Lo conoscete, il simbolo dell’Udc. La parte superiore del cerchietto è occupata da un gran CASINI, sotto c’è lo Scudo crociato con tanto di classica libertas. Bene, il 27 febbraio è attesa la sentenza d’appello sulla paternità dello scudo democristiano, che Giuseppe Pizza rivendica in uso esclusivo per la sua risorta Dc. Se il tribunale di Roma gli dà ragione, l’Udc dovrà censurare il simbolo, nel cerchietto resterà soltanto CASINI. Sostituire lo Scudo con la vecchia Vela? Anche così, se infine i centristi solitari riusciranno a mettersi insieme - scelta obbligata, per non morir tutti annegati - c’è poco spazio per il simbolo dell’Udc. Credete che gli altri concedano a Casini quel che lui ha rifiutato a Berlusconi? Occorrerà un simbolo nuovo che accontenti tutti, per evitare il simbolo-trenino: un cerchietto con dentro il cerchiettino di Casini, quello di Mario Baccini e Bruno Tabacci, poi il cerchiettino di Clemente Mastella, e avanti a riempire con la microdiaspora democristiana.

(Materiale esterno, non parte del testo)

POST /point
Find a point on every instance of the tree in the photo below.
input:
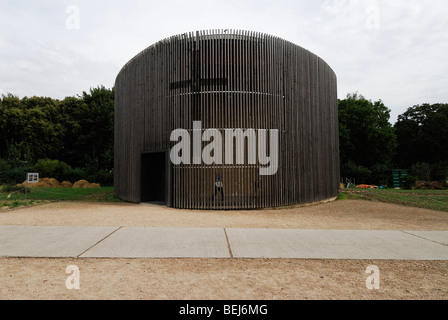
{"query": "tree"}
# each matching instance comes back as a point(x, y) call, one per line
point(367, 140)
point(422, 135)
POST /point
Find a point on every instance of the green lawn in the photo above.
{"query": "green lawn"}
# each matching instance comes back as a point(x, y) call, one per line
point(428, 199)
point(39, 195)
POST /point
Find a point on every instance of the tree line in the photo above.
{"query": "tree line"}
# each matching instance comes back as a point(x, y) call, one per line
point(69, 139)
point(72, 139)
point(371, 147)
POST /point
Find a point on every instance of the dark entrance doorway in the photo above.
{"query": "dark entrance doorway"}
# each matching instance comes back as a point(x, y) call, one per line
point(154, 177)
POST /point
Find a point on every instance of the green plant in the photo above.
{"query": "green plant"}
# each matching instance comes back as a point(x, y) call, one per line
point(408, 181)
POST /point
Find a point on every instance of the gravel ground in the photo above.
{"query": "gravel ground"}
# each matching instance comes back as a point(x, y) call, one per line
point(225, 279)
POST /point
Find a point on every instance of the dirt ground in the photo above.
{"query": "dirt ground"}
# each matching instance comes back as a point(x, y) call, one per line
point(225, 279)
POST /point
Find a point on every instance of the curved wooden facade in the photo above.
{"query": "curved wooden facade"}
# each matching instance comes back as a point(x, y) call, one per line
point(226, 79)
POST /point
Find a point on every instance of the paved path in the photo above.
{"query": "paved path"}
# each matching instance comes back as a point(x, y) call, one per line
point(136, 242)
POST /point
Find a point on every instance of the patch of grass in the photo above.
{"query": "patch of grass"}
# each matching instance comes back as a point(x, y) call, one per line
point(427, 199)
point(65, 194)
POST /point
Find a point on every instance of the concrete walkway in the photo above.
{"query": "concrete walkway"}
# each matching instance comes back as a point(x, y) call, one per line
point(136, 242)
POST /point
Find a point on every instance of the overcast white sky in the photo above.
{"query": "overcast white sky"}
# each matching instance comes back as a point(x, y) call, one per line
point(395, 50)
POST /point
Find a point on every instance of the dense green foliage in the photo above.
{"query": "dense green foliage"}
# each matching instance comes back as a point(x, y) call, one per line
point(69, 140)
point(72, 139)
point(367, 140)
point(370, 147)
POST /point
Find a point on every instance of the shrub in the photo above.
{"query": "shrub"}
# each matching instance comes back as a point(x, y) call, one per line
point(48, 168)
point(16, 175)
point(408, 181)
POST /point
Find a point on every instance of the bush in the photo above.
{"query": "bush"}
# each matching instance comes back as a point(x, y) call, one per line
point(16, 175)
point(408, 182)
point(48, 168)
point(4, 168)
point(9, 188)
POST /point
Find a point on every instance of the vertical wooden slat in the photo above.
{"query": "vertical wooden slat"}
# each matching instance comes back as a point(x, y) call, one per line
point(270, 84)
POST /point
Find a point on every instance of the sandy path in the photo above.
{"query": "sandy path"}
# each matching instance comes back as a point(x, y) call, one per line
point(192, 279)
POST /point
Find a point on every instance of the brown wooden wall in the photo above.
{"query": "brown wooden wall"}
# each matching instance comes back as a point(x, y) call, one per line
point(229, 79)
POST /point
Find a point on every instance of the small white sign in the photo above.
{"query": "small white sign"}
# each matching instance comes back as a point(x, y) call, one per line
point(33, 178)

Al centro volano gli stracci, e Casini fa il dominus facendoli volare più in alto. Mastella gli tende la mano, «qui si rischia di restare in mezzo alla strada», e lui risponde che «abbiamo storie diverse, non facciamo compromessi con nessuno: chi si vuole aggregare è benvenuto ma non apro una stagione di contrattazione». Avete letto bene, «aggregarsi» all’Udc. Talché Baccini mette le mani avanti e avverte che anche la Rosa Bianca «non è disposta a pasticci». Con Casini, ovviamente. Il quale rischia di perdere pure Totò Cuffaro e con lui l’ultimo serbatoio di voti rimasto, quello siciliano. Se oggi Raffaele Lombardo avrà il placet di Berlusconi per fare il governatore, e aggregare il Mpa al Pdl come il Carroccio, è improbabile che Cuffaro si sacrifichi per restare fedele a Casini.

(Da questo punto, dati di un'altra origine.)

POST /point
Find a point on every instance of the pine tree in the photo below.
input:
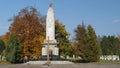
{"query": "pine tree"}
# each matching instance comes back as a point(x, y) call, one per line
point(62, 36)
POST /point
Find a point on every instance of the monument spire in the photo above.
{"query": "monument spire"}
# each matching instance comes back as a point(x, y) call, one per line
point(50, 4)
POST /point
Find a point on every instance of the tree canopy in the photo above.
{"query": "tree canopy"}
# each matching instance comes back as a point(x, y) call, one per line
point(29, 26)
point(86, 45)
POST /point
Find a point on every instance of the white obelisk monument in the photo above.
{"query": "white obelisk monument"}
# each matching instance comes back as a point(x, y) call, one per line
point(50, 37)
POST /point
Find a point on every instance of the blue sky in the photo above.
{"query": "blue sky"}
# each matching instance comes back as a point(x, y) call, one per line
point(103, 15)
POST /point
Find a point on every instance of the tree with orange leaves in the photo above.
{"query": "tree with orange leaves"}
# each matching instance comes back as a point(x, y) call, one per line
point(28, 25)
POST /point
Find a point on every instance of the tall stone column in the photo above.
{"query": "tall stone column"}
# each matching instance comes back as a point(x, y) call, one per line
point(50, 32)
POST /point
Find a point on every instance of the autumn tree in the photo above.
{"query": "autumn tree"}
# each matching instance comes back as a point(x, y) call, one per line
point(2, 46)
point(13, 49)
point(28, 25)
point(110, 45)
point(62, 36)
point(86, 45)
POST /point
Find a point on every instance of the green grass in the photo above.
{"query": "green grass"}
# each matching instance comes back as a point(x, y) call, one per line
point(109, 61)
point(4, 62)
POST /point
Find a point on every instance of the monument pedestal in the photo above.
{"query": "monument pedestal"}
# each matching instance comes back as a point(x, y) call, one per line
point(53, 50)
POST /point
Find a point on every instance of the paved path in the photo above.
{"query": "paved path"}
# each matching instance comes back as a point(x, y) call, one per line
point(80, 65)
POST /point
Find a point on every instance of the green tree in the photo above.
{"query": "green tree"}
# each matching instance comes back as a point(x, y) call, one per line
point(62, 36)
point(86, 43)
point(28, 25)
point(91, 51)
point(13, 49)
point(2, 46)
point(110, 45)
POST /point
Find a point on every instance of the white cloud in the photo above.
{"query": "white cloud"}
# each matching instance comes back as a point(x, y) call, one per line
point(116, 21)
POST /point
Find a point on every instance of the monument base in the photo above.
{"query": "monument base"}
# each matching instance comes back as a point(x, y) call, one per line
point(53, 50)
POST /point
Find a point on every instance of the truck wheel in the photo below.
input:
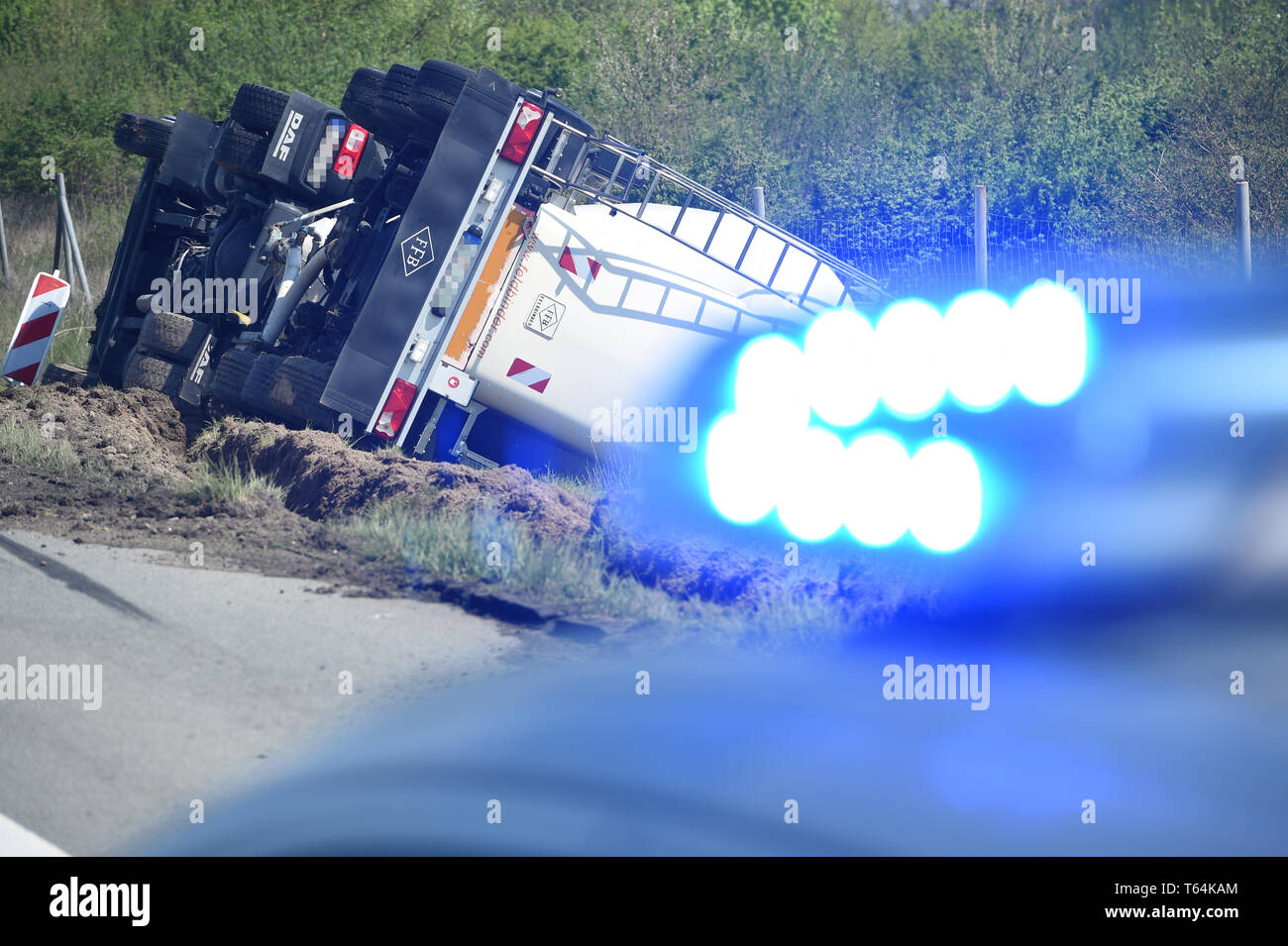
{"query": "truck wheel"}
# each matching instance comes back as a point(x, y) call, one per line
point(258, 108)
point(141, 134)
point(241, 151)
point(172, 336)
point(395, 99)
point(296, 391)
point(362, 100)
point(257, 392)
point(231, 376)
point(438, 85)
point(154, 373)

Tutto questo per un simbolo? Ma no, c’è sostanza oltre all’orgoglio. Lo stesso Casini ieri in tv ha rivelato quanto gli era stato offerto per dir di sì al listone: «Avrei dovuto sedermi al tavolo, accontentandomi di 50 parlamentari e di un posto da ministro». Troppo poco, per chi ne contava 58 nelle vacche magre dell’opposizione. Gli errori di Pier? «Quando Berlusconi ha lanciato la sfida del predellino a San Babila, invece di schierarsi con lui ha dato solidarietà a Fini, che era più in disgrazia agli occhi del Cavaliere dopo quell’intervista al Corriere. E Fini è stato più svelto di Casini, lo ha mollato», lamenta un esponente dell’Udc anch’egli ormai pronto a mollarlo. «Quando Marini tentava di dar vita a un governo a tempo per la riforma elettorale, doveva dirgli di sì. Nel pantano ora ci sarebbero Berlusconi e Fini, non lui», rimprovera un altro già con Baccini. «Perché menarla tanto con Montezemolo salvatore della patria? Solo un gonzo poteva credere ad un’ipotesi del genere, e Casini sapeva che agitare il nome di Montezemolo serve solo a fare infuriare Berlusconi, che si reputa l’unico e vero imprenditore che può salvare la politica», sospira un altro ancora, andatosene con Carlo Giovanardi. E andando a ritroso, chi pungolava Marco Follini a intralciare il passo dell’ex premier? La Nemesi non perdona, adesso Follini e Berlusconi hanno recuperato un buon rapporto personale, si sentono spesso, e Follini gli ha assicurato: «Guarda che non ero io a decidere, Casini mi ordinava». Sino alla goccia finale, quando mamma Rosa s’era appena spenta e a Berlusconi hanno fatto leggere le dichiarazioni di Casini e Cesa che precisavano la «differenza tra leadership e premiership», insomma non lo volevano ancora candidato premier. «Questi, lo giuro, li faccio fuori», sentenziò il leader.